Let $K$ be a field, and let $|\cdot|_{1},\dots, |\cdot|_n$ be pairwise non-equivalent nontrivial archimedian or non-archimedian absolute values. For each $a_1,\dots,a_n \in K$, and for each $\epsilon\gt 0$, there exists $x\in K$ such that $|x-a_i|_{i}<\epsilon$ for all $i = 1,\dots, n$.
So my question is the following:
Let $K$ be a field, and let $v_1, \dots, v_n$ be nontrivial, pairwise non-equivalent non-archimedian valuations. Given $a_1,\dots,a_n \in K^\times$ prove that there exists some $x\in K$ such that $$ v_i(x) = v_i(a_i)$$ for all $i=1,\dots,n$.
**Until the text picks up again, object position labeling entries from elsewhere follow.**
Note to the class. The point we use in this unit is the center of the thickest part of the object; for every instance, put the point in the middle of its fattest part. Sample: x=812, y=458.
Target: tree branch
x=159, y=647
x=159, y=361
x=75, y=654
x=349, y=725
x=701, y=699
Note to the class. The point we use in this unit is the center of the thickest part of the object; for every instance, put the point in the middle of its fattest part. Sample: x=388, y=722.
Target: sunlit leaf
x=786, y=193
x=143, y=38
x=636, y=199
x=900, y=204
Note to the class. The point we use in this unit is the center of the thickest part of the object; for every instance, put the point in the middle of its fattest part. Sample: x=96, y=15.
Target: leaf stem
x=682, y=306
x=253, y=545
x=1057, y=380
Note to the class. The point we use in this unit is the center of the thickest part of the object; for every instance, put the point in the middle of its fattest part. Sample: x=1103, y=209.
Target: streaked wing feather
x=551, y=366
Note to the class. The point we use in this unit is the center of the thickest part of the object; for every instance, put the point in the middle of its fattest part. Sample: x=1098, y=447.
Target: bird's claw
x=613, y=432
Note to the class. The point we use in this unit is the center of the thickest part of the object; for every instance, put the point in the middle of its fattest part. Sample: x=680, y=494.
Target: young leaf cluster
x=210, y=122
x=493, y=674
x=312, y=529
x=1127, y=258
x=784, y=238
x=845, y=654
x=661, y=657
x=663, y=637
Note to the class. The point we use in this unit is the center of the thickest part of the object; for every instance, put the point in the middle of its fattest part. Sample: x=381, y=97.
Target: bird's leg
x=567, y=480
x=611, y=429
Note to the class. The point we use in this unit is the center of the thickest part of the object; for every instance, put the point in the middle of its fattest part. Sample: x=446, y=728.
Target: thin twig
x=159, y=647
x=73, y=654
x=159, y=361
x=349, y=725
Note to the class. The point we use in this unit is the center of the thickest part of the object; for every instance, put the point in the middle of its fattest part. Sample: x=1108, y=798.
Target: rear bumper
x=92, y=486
A hint is given for this exercise. You can use the following property: If $x_1, x_2 \in K^\times$ satisfy $$v(x_1) \neq v(x_{2}),$$ then $$v(x_{1} + x_2) = \min \lbrace(x_1), v(x_2) \rbrace.$$ So I don´t actually understand how to proceed, I´ve tried using the equivalence of valuations and absolute values to no avail. Am I missing something?
I can answer my own question. Given $\epsilon \gt 0$.
We can pick an $x$: $|x - a_i|_i \lt \epsilon \iff v_i(x - a_i) \gt \eta$
So at this point assume that we are given $\eta \gt 0$ and remember that in the definition of a valuation we have $v(a_i) = v(-a_i)$. So we can say that there exists a x such that $$v_i(x - a_i) \gt \eta$$ Let us fix i. And we can remark that we have the following two possibilities \begin{equation}v_i(x) \neq v_i(a_i) \Rightarrow v_i(x - a_i) = \min\lbrace v_i(x), v_i(a_i)\rbrace \;\;\;\;\;\;\; (1)\end{equation} or$$v_i(x) = v_i(a_i) \;\;\;(2)$$ We note at this point that(2) is what we wish to prove. For all i. So we proceed by proving that (1) is impossible. If (1) is true. Then $\eta \lt v_i(x-a_i) = \min\lbrace v_i(x), v_i(a_i)\rbrace$
If we have chosen $\eta \gt v_i(a_i)\;$ this implies that the minimum is $v_i(x)$ which is equivalent to saying that $v_i(x) \leq v_i(a_i) \lt \eta$ which is a contradiction. This implies that (2) holds. We then just pick a larger set than just i = 1, and the proof comes from finiteness.